The first act follows Jo (and his family and friends) from the moment he’s branded with yellow Stars of David. Although it’s clear where the story is headed, the writer manages to build some suspense as the treatment of the Weismanns by gentiles deteriorates, ultimately leading to the eponymous “round up.” The writer also does a fairly good job of efficiently explaining all the necessary political background; it only occasionally feels on-the-nose.

The second act introduces the script’s most harrowing and surprising sequence — shoving thousands of injured, ill, and/or orphaned Jews into a single, mammoth arena, left to the care of a beleaguered doctor, a few nurses and a small group of volunteers. It’s a very disturbing sequence that’s all too fleeting, as the huge group is quickly divided up and put on trains to concentration camps. Strangely, the concentration camp scenes do not have quite the same frightening effect as the round up in the arena. While upsetting, they have a peculiar by-the-numbers quality, and they tend to get melodramatic as the emotions get raw. Aside from the scenes with Annette and Sheinbaum, much of what occurs in the Beaune camp has been seen in other films.

The third act chronicles Jo’s escape from Beaune after his family is ushered off to the death camps. Unfortunately, the writer starts off the screenplay by inserting file footage of the real-life, elderly Jo trying to describe his experience. This eliminates any suspense regarding Jo’s survival, which makes the details of his escape a little less compelling than they could have been. On the other hand, the writer manages to make Annette’s shock upon discovering the death camps heart-rending.

The script has a massive ensemble, but it emphasizes Jo and Annette more than the others. The writer does a nice job of showing Jo’s youthful ingenuity and iron will to survive early in the script, since this spark fuels his eventual escape. She also manages to capture the slow crush of the concentration camp lifestyle. Despite his fear, Jo never seems to lose his spirit, but he does react quite powerfully to those close to him slowly losing the will to live. Annette has a similar arc, taking on the burden of the people she cares for without ever giving up the fight for the rights they should have.

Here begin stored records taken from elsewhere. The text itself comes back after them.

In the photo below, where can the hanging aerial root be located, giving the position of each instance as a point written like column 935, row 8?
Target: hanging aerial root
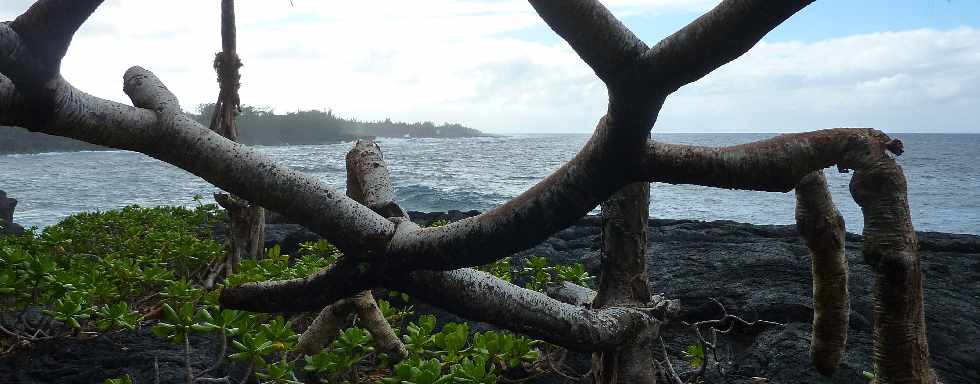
column 822, row 228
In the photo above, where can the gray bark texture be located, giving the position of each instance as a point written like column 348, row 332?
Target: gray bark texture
column 822, row 228
column 246, row 221
column 624, row 282
column 383, row 252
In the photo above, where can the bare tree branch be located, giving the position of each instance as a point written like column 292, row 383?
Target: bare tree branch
column 598, row 170
column 775, row 164
column 714, row 39
column 340, row 280
column 161, row 131
column 47, row 28
column 822, row 228
column 600, row 39
column 901, row 350
column 480, row 296
column 324, row 328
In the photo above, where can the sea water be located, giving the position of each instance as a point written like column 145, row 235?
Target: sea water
column 484, row 172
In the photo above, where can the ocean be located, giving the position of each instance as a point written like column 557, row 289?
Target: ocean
column 481, row 173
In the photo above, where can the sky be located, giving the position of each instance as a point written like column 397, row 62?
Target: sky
column 895, row 65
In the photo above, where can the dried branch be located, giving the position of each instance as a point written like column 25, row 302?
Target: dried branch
column 822, row 228
column 600, row 39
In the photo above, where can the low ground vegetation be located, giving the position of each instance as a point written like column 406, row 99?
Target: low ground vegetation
column 105, row 272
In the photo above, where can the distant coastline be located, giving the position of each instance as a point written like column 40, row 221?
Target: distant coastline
column 260, row 127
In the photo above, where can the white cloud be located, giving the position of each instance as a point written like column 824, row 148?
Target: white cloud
column 469, row 61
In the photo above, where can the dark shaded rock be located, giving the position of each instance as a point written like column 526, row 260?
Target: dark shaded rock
column 287, row 236
column 763, row 272
column 757, row 272
column 74, row 361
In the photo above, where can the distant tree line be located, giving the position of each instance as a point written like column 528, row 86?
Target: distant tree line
column 259, row 126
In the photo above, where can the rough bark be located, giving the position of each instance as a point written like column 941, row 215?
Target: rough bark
column 37, row 98
column 246, row 221
column 324, row 328
column 479, row 296
column 371, row 318
column 776, row 164
column 624, row 282
column 368, row 183
column 822, row 228
column 7, row 206
column 901, row 350
column 246, row 230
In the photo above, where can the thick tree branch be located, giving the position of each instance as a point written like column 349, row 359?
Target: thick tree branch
column 340, row 280
column 775, row 164
column 600, row 39
column 822, row 228
column 324, row 328
column 46, row 28
column 479, row 296
column 624, row 281
column 368, row 181
column 901, row 350
column 714, row 39
column 161, row 131
column 603, row 166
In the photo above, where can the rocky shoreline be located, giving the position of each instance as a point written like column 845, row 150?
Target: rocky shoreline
column 763, row 272
column 756, row 271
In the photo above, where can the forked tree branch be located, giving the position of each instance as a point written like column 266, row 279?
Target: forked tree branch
column 600, row 39
column 901, row 350
column 822, row 228
column 479, row 296
column 37, row 98
column 776, row 164
column 714, row 39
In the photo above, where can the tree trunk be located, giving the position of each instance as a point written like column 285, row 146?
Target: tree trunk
column 624, row 283
column 246, row 221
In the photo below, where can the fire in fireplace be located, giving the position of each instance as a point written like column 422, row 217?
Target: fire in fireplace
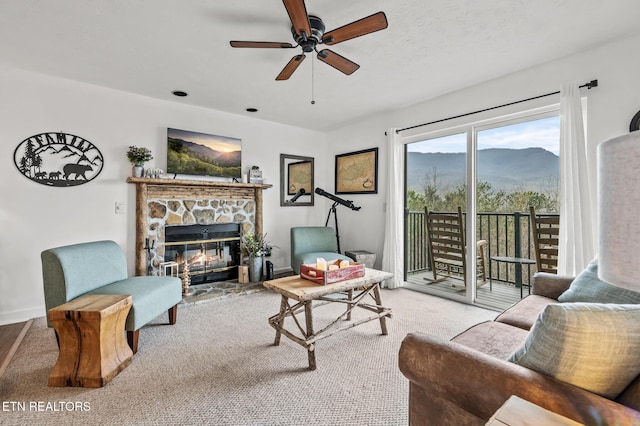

As for the rest of the ensemble, the writer manages to give tiny shreds of depth and nuance to each of the supporting players, no matter how brief or thankless their role. From the military men coordinating the round up to the farm couple who turn in Jo and Kogan, everyone seems to have a small amount of individuality. This helps make the political intrigue more digestible, and the scope of characters will allow audiences to understand the wide variety of thoughts, attitudes, and emotions felt throughout France and Germany at the time.

The strong characters certainly make it easier to look past the story problems, but if the filmmakers don’t cast equally strong actors in the roles, the end result may fall flat.